Vertex algebras and Hodge structures

TL;DR

This paper explores the connections between Hodge structures, vertex algebras, and geometric Langlands correspondence, providing an expository overview with new insights into their interrelations.

Contribution

It offers a comparative analysis of Hodge structures and vertex algebras, introducing generalized Harish-Chandra modules and homomorphisms, and discusses their role in geometric Langlands correspondence.

Findings

Identifies parallels between Hodge structures and vertex algebras.

Introduces generalized Harish-Chandra modules and homomorphisms.

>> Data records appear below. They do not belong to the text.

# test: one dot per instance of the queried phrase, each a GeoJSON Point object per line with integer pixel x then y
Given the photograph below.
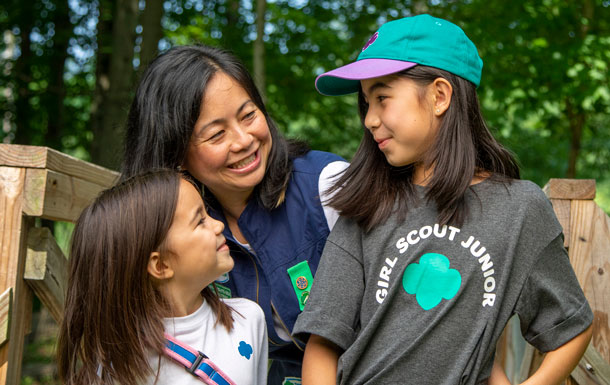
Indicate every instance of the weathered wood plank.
{"type": "Point", "coordinates": [5, 312]}
{"type": "Point", "coordinates": [57, 196]}
{"type": "Point", "coordinates": [570, 188]}
{"type": "Point", "coordinates": [14, 227]}
{"type": "Point", "coordinates": [46, 270]}
{"type": "Point", "coordinates": [44, 157]}
{"type": "Point", "coordinates": [589, 245]}
{"type": "Point", "coordinates": [592, 369]}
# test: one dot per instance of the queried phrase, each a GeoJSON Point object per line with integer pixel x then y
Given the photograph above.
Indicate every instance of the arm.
{"type": "Point", "coordinates": [559, 363]}
{"type": "Point", "coordinates": [498, 377]}
{"type": "Point", "coordinates": [320, 361]}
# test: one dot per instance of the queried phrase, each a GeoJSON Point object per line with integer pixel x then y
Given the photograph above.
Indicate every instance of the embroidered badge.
{"type": "Point", "coordinates": [371, 41]}
{"type": "Point", "coordinates": [302, 283]}
{"type": "Point", "coordinates": [301, 279]}
{"type": "Point", "coordinates": [223, 291]}
{"type": "Point", "coordinates": [245, 349]}
{"type": "Point", "coordinates": [431, 280]}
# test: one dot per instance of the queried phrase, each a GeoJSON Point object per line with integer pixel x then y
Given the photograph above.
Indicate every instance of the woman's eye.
{"type": "Point", "coordinates": [250, 115]}
{"type": "Point", "coordinates": [216, 135]}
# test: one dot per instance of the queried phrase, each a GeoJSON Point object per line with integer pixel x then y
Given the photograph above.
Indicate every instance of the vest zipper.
{"type": "Point", "coordinates": [257, 286]}
{"type": "Point", "coordinates": [285, 327]}
{"type": "Point", "coordinates": [254, 264]}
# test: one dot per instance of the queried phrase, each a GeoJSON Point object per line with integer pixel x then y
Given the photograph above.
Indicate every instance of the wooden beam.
{"type": "Point", "coordinates": [562, 211]}
{"type": "Point", "coordinates": [47, 158]}
{"type": "Point", "coordinates": [57, 196]}
{"type": "Point", "coordinates": [570, 188]}
{"type": "Point", "coordinates": [13, 235]}
{"type": "Point", "coordinates": [589, 245]}
{"type": "Point", "coordinates": [46, 270]}
{"type": "Point", "coordinates": [5, 313]}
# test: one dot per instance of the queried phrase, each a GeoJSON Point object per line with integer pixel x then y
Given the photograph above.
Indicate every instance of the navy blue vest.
{"type": "Point", "coordinates": [296, 231]}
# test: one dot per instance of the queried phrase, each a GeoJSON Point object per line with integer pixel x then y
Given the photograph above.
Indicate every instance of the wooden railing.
{"type": "Point", "coordinates": [37, 182]}
{"type": "Point", "coordinates": [586, 230]}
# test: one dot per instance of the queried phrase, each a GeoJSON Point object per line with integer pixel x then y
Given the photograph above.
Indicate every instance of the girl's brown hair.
{"type": "Point", "coordinates": [114, 312]}
{"type": "Point", "coordinates": [371, 189]}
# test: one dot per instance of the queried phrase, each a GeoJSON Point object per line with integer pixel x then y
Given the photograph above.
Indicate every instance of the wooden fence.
{"type": "Point", "coordinates": [38, 182]}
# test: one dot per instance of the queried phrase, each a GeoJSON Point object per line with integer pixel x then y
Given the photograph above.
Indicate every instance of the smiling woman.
{"type": "Point", "coordinates": [197, 109]}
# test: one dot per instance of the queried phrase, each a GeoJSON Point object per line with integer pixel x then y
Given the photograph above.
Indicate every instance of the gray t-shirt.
{"type": "Point", "coordinates": [418, 303]}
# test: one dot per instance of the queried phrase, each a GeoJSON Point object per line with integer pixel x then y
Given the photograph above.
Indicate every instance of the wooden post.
{"type": "Point", "coordinates": [36, 182]}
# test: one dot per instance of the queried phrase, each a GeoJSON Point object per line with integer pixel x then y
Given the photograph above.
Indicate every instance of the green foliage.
{"type": "Point", "coordinates": [544, 89]}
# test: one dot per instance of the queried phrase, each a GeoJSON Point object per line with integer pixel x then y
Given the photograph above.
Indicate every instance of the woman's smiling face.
{"type": "Point", "coordinates": [229, 149]}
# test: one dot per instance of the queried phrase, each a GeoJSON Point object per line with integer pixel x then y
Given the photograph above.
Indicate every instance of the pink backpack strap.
{"type": "Point", "coordinates": [195, 362]}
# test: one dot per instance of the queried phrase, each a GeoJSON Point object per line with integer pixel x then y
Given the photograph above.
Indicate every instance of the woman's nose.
{"type": "Point", "coordinates": [217, 225]}
{"type": "Point", "coordinates": [371, 120]}
{"type": "Point", "coordinates": [241, 139]}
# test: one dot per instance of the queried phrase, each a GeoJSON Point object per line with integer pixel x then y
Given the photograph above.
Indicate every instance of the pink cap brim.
{"type": "Point", "coordinates": [345, 80]}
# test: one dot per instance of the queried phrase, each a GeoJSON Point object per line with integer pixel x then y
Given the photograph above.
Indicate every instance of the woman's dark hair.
{"type": "Point", "coordinates": [370, 188]}
{"type": "Point", "coordinates": [114, 312]}
{"type": "Point", "coordinates": [167, 105]}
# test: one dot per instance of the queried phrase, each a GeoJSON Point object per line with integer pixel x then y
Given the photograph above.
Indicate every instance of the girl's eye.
{"type": "Point", "coordinates": [250, 115]}
{"type": "Point", "coordinates": [216, 135]}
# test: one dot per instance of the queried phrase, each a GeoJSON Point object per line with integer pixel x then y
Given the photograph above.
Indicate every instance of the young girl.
{"type": "Point", "coordinates": [439, 242]}
{"type": "Point", "coordinates": [142, 257]}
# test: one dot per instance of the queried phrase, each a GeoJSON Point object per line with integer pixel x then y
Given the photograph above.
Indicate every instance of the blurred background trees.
{"type": "Point", "coordinates": [68, 69]}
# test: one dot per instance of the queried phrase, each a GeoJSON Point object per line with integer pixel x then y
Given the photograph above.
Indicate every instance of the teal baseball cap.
{"type": "Point", "coordinates": [404, 43]}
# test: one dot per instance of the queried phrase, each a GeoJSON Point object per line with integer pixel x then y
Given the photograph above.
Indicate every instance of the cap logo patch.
{"type": "Point", "coordinates": [371, 41]}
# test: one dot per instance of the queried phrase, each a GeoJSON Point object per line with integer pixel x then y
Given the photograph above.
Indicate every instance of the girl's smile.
{"type": "Point", "coordinates": [229, 149]}
{"type": "Point", "coordinates": [247, 164]}
{"type": "Point", "coordinates": [401, 119]}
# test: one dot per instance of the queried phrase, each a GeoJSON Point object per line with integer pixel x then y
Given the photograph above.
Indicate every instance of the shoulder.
{"type": "Point", "coordinates": [519, 202]}
{"type": "Point", "coordinates": [315, 161]}
{"type": "Point", "coordinates": [519, 192]}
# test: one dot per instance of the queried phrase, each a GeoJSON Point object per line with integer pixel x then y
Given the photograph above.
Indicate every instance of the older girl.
{"type": "Point", "coordinates": [197, 109]}
{"type": "Point", "coordinates": [139, 309]}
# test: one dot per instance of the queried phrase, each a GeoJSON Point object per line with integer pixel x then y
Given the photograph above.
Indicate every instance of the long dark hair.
{"type": "Point", "coordinates": [168, 102]}
{"type": "Point", "coordinates": [370, 188]}
{"type": "Point", "coordinates": [114, 311]}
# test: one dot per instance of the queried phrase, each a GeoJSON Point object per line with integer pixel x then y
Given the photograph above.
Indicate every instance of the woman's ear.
{"type": "Point", "coordinates": [158, 267]}
{"type": "Point", "coordinates": [442, 91]}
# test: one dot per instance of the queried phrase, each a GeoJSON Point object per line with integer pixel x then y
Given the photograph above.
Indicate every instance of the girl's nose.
{"type": "Point", "coordinates": [242, 139]}
{"type": "Point", "coordinates": [217, 225]}
{"type": "Point", "coordinates": [371, 120]}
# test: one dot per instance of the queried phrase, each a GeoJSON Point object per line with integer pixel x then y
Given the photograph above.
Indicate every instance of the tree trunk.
{"type": "Point", "coordinates": [108, 138]}
{"type": "Point", "coordinates": [22, 75]}
{"type": "Point", "coordinates": [259, 48]}
{"type": "Point", "coordinates": [56, 92]}
{"type": "Point", "coordinates": [151, 31]}
{"type": "Point", "coordinates": [576, 119]}
{"type": "Point", "coordinates": [576, 116]}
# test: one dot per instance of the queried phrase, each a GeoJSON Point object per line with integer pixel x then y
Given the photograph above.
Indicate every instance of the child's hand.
{"type": "Point", "coordinates": [498, 377]}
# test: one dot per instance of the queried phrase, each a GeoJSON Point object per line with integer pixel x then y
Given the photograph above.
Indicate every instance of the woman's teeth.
{"type": "Point", "coordinates": [244, 162]}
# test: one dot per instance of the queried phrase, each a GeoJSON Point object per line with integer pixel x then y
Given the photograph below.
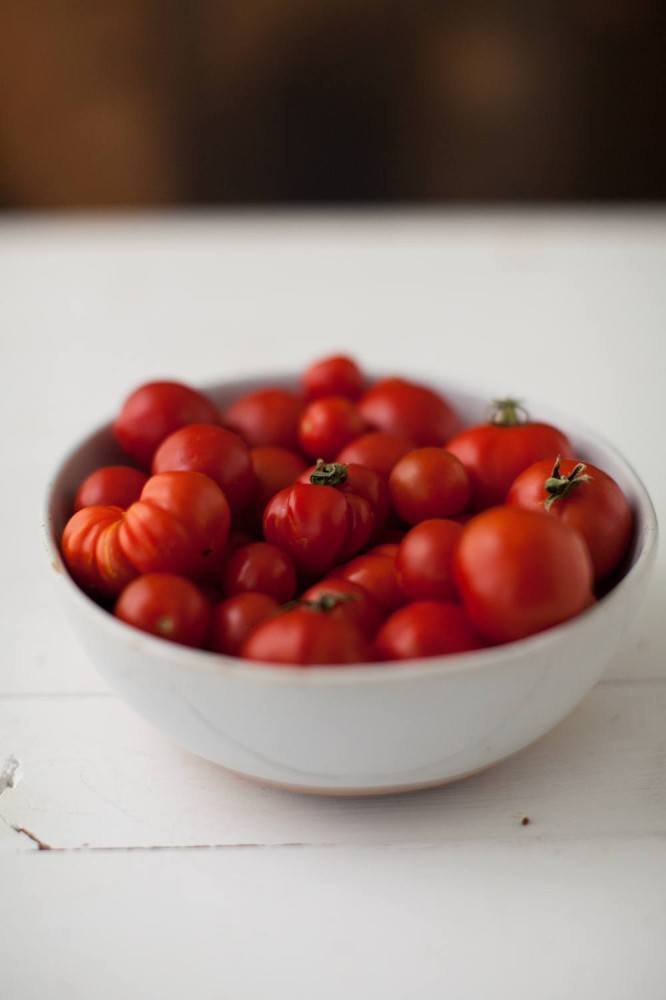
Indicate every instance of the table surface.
{"type": "Point", "coordinates": [130, 868]}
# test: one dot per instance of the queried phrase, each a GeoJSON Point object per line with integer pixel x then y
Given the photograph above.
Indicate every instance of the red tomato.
{"type": "Point", "coordinates": [519, 572]}
{"type": "Point", "coordinates": [266, 417]}
{"type": "Point", "coordinates": [428, 482]}
{"type": "Point", "coordinates": [92, 551]}
{"type": "Point", "coordinates": [336, 376]}
{"type": "Point", "coordinates": [397, 406]}
{"type": "Point", "coordinates": [495, 453]}
{"type": "Point", "coordinates": [110, 486]}
{"type": "Point", "coordinates": [327, 425]}
{"type": "Point", "coordinates": [343, 598]}
{"type": "Point", "coordinates": [426, 628]}
{"type": "Point", "coordinates": [376, 451]}
{"type": "Point", "coordinates": [219, 454]}
{"type": "Point", "coordinates": [236, 618]}
{"type": "Point", "coordinates": [263, 568]}
{"type": "Point", "coordinates": [376, 574]}
{"type": "Point", "coordinates": [584, 498]}
{"type": "Point", "coordinates": [155, 410]}
{"type": "Point", "coordinates": [319, 525]}
{"type": "Point", "coordinates": [307, 636]}
{"type": "Point", "coordinates": [424, 564]}
{"type": "Point", "coordinates": [166, 605]}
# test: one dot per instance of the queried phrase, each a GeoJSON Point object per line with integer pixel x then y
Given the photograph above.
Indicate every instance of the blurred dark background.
{"type": "Point", "coordinates": [152, 102]}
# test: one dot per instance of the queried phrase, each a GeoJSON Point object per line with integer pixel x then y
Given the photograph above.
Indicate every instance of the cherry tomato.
{"type": "Point", "coordinates": [584, 498]}
{"type": "Point", "coordinates": [428, 482]}
{"type": "Point", "coordinates": [219, 454]}
{"type": "Point", "coordinates": [236, 618]}
{"type": "Point", "coordinates": [377, 575]}
{"type": "Point", "coordinates": [377, 451]}
{"type": "Point", "coordinates": [494, 454]}
{"type": "Point", "coordinates": [521, 571]}
{"type": "Point", "coordinates": [319, 525]}
{"type": "Point", "coordinates": [166, 605]}
{"type": "Point", "coordinates": [397, 406]}
{"type": "Point", "coordinates": [266, 417]}
{"type": "Point", "coordinates": [305, 636]}
{"type": "Point", "coordinates": [344, 598]}
{"type": "Point", "coordinates": [155, 410]}
{"type": "Point", "coordinates": [424, 563]}
{"type": "Point", "coordinates": [110, 486]}
{"type": "Point", "coordinates": [336, 376]}
{"type": "Point", "coordinates": [327, 425]}
{"type": "Point", "coordinates": [261, 567]}
{"type": "Point", "coordinates": [426, 628]}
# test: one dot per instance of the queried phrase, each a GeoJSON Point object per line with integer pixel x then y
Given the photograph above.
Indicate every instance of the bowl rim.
{"type": "Point", "coordinates": [495, 657]}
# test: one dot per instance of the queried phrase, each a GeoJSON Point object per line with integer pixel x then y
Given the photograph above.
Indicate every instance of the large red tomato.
{"type": "Point", "coordinates": [155, 410]}
{"type": "Point", "coordinates": [496, 452]}
{"type": "Point", "coordinates": [218, 453]}
{"type": "Point", "coordinates": [266, 417]}
{"type": "Point", "coordinates": [305, 636]}
{"type": "Point", "coordinates": [426, 628]}
{"type": "Point", "coordinates": [166, 605]}
{"type": "Point", "coordinates": [586, 499]}
{"type": "Point", "coordinates": [520, 571]}
{"type": "Point", "coordinates": [397, 406]}
{"type": "Point", "coordinates": [319, 525]}
{"type": "Point", "coordinates": [110, 486]}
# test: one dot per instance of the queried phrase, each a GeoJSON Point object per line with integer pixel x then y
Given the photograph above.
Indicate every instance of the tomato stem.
{"type": "Point", "coordinates": [558, 486]}
{"type": "Point", "coordinates": [328, 473]}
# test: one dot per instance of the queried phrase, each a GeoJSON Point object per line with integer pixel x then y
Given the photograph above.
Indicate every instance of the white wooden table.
{"type": "Point", "coordinates": [164, 876]}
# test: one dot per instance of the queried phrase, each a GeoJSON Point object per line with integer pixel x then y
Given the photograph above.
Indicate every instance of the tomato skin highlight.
{"type": "Point", "coordinates": [334, 376]}
{"type": "Point", "coordinates": [426, 628]}
{"type": "Point", "coordinates": [397, 406]}
{"type": "Point", "coordinates": [260, 567]}
{"type": "Point", "coordinates": [596, 508]}
{"type": "Point", "coordinates": [429, 482]}
{"type": "Point", "coordinates": [237, 617]}
{"type": "Point", "coordinates": [110, 486]}
{"type": "Point", "coordinates": [266, 417]}
{"type": "Point", "coordinates": [216, 452]}
{"type": "Point", "coordinates": [154, 411]}
{"type": "Point", "coordinates": [167, 606]}
{"type": "Point", "coordinates": [424, 563]}
{"type": "Point", "coordinates": [307, 637]}
{"type": "Point", "coordinates": [519, 572]}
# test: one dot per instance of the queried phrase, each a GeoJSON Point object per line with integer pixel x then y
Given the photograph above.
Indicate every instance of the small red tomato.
{"type": "Point", "coordinates": [219, 454]}
{"type": "Point", "coordinates": [584, 498]}
{"type": "Point", "coordinates": [266, 417]}
{"type": "Point", "coordinates": [377, 575]}
{"type": "Point", "coordinates": [494, 454]}
{"type": "Point", "coordinates": [237, 617]}
{"type": "Point", "coordinates": [307, 636]}
{"type": "Point", "coordinates": [166, 605]}
{"type": "Point", "coordinates": [319, 525]}
{"type": "Point", "coordinates": [336, 376]}
{"type": "Point", "coordinates": [376, 451]}
{"type": "Point", "coordinates": [520, 571]}
{"type": "Point", "coordinates": [397, 406]}
{"type": "Point", "coordinates": [327, 425]}
{"type": "Point", "coordinates": [428, 482]}
{"type": "Point", "coordinates": [426, 628]}
{"type": "Point", "coordinates": [261, 567]}
{"type": "Point", "coordinates": [92, 551]}
{"type": "Point", "coordinates": [110, 486]}
{"type": "Point", "coordinates": [343, 598]}
{"type": "Point", "coordinates": [155, 410]}
{"type": "Point", "coordinates": [424, 563]}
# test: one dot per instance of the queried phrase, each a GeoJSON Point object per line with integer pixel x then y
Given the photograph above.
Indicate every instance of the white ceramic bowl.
{"type": "Point", "coordinates": [365, 729]}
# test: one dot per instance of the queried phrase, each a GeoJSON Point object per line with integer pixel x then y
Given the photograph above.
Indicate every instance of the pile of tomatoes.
{"type": "Point", "coordinates": [346, 522]}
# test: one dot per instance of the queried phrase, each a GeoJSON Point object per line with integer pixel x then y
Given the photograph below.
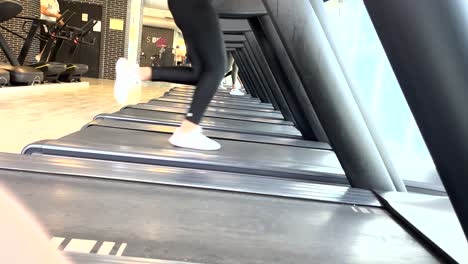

Provides new insights into the geometric Langlands correspondence.

Abstract

We compare the context of Hodge structures with that of vertex algebras of conformal field theory. Vertex algebras appear as the highest weight representations of infinite dimensional Lie algebras. A correspondence between Higgs bundles and opers already is known as non-abelian Hodge theorem due to C. Simpson. The Beilinson-Bernstein localization (correspondence) also compares the context of variation of Hodge structure with that of highest weight modules over flag manifolds of semisimple Lie groups. A more general analogue of the Bernstein correspondence over a local manifold can also be formulted in the context of geometric Langlands correspondence. We discuss a generalized version of Harish-Chandra modules called Wakimoto modules and a generalized Harish-Chandra homomorphism. This text is mainly an expository discussion with a new insight toward the two concepts. We conclude with an explanation of geometric Langlands correspondence.